Jerrod Chong, Chief Solutions Officer at Yubico, considers the cyber dangers of letting your extending family use your work devices
With on and off restrictions still ongoing across the United Kingdom, it’s likely that more children are borrowing their parents’ old unpatched laptops and downloading or signing in to a half-dozen new learning apps. Meanwhile, many parents are logging into the same learning apps from their corporate laptops, or checking their work email from a personal device. The half-term break likely saw higher numbers of school children logging in to these same devices to complete homework or play video games. As remote work and online learning continues, households will be using both personal and work devices to carry out business and school activities. Because of this, successful social engineering and phishing attacks are more likely to give hackers an invite right into corporate data, and organisations must implement measures to protect against malware and cyber security breaches as the line between home and work becomes increasingly blurred.

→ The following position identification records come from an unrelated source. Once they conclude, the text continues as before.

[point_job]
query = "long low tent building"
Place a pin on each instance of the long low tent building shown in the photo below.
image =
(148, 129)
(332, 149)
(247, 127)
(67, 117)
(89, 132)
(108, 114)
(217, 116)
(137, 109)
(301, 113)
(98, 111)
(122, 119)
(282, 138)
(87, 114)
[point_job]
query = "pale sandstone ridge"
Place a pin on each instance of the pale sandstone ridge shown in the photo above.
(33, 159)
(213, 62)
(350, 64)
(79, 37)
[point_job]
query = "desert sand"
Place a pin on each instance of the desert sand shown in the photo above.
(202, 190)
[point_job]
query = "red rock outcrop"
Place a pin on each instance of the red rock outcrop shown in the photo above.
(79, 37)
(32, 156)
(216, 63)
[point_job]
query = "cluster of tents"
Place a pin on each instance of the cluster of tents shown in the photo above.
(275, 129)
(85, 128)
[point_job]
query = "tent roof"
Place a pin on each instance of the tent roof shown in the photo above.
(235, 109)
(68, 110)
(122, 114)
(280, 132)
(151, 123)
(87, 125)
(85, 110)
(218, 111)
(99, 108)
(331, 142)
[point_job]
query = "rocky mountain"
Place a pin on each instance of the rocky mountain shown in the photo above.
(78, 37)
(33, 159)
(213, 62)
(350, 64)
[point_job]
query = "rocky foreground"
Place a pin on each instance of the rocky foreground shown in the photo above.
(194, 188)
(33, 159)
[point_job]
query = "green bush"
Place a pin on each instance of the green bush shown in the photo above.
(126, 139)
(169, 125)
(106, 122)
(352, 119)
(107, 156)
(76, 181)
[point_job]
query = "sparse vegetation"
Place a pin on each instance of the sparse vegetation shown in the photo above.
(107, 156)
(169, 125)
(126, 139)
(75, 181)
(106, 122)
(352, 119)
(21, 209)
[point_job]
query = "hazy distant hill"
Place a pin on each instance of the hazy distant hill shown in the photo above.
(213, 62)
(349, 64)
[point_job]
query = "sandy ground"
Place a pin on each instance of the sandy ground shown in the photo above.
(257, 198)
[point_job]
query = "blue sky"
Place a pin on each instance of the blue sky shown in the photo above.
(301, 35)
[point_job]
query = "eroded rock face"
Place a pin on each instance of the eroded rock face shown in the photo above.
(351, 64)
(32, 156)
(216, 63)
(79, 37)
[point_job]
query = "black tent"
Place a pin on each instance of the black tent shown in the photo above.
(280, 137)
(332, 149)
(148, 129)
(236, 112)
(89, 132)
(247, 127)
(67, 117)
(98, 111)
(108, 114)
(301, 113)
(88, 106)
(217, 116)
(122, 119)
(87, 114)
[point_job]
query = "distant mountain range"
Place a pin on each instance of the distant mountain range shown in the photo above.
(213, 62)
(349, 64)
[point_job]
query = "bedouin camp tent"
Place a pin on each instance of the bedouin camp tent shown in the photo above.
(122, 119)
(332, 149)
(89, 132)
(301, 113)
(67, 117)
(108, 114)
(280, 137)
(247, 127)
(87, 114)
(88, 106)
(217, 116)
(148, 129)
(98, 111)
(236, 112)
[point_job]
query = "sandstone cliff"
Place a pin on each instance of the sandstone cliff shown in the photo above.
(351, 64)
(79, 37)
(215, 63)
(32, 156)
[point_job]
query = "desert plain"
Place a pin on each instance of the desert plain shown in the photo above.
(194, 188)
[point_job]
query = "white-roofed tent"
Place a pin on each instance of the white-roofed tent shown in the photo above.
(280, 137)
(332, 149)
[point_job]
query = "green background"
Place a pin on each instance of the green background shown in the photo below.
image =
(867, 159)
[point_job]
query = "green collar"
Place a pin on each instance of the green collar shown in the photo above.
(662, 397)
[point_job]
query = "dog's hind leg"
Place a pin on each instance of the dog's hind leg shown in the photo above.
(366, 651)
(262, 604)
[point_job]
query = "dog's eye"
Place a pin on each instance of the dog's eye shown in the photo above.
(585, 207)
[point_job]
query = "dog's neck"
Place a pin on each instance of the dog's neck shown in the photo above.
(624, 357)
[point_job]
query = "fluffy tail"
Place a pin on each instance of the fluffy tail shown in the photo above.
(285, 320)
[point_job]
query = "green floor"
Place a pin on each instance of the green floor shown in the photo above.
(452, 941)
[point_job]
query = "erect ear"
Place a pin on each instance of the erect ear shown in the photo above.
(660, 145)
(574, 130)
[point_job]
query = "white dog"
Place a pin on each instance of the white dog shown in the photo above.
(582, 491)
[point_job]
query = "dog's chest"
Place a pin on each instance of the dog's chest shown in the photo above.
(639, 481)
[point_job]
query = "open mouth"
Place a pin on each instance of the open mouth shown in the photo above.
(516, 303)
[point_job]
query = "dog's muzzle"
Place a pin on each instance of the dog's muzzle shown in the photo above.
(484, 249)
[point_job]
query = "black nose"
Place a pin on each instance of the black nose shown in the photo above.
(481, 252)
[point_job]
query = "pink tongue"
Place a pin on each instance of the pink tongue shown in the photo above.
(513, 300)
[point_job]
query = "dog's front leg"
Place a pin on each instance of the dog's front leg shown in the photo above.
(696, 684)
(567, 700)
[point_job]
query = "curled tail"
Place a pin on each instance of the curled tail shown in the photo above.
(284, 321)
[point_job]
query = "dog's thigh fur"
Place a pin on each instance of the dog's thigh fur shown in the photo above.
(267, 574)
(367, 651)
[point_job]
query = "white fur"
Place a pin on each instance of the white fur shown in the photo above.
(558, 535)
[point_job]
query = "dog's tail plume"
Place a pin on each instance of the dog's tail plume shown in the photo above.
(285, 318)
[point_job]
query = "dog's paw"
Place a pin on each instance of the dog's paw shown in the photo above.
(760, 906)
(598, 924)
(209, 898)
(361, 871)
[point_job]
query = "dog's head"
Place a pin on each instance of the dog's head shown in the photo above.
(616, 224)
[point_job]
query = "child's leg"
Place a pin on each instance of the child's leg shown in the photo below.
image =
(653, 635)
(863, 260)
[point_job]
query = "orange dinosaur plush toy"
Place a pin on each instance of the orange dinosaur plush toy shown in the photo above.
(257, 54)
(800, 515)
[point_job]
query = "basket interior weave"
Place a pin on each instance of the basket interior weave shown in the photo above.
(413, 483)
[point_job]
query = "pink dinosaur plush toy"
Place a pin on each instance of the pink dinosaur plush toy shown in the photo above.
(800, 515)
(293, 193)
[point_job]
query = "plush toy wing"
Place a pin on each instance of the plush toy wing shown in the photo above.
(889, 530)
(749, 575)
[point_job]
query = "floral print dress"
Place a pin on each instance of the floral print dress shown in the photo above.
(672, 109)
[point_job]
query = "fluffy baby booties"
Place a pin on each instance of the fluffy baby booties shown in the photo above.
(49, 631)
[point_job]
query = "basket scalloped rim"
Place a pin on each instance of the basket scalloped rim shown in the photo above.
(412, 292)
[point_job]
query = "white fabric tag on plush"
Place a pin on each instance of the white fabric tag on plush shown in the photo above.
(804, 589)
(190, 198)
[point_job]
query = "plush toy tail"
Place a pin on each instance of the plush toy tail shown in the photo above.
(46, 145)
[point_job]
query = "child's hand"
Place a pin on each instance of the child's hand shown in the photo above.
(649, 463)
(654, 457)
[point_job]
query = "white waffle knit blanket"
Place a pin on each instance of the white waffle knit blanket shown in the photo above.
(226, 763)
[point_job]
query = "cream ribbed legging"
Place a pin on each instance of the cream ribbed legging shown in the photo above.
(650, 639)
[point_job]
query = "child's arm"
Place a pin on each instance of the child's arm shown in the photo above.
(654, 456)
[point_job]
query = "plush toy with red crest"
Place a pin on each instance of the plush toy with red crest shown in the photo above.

“As the traditional work-life balance continues to shift, organisations need to be certain that the person logging into a company-issued laptop is actually an employee and not one of their children trying to complete an online assignment,” said Jerrod Chong, Chief Solutions Officer at Yubico. “In the same way, IT professionals need to be sure that a normally security-cautious accounting employee isn’t accessing the company’s finance system from the same device that someone else in their household used to play Minecraft the night before. To put it simply, an employee’s family members should now be considered your users too.”
Indeed, this merging of home and work means that if a hacker already has access to a user’s personal account, like a learning app or a gaming account, there is more opportunity for them to gain credentials to a corporate account. A phishing attempt can be as simple as a password reset request that a distracted parent or child could easily fall for. Furthermore, sharing devices and widespread hybrid learning models can be confusing and unfortunately, hackers thrive off of the chaos.
“As remote work and school is our current reality, organisations must change the way they approach security,” continued Chong. “Hackers will always take the path of least resistance to gain access to the corporate network and now, that path might just be your VP of Sales’ 10 year old daughter’s Minecraft habit. To remain secure, enterprises must adopt a zero trust mentality and authenticate every single user, every single time, on every single service. This must be done with a form of strong authentication that cannot be spoofed by email phishing attacks or man-in-the-middle attacks, and for productivity’s sake, must be seamless to the user.”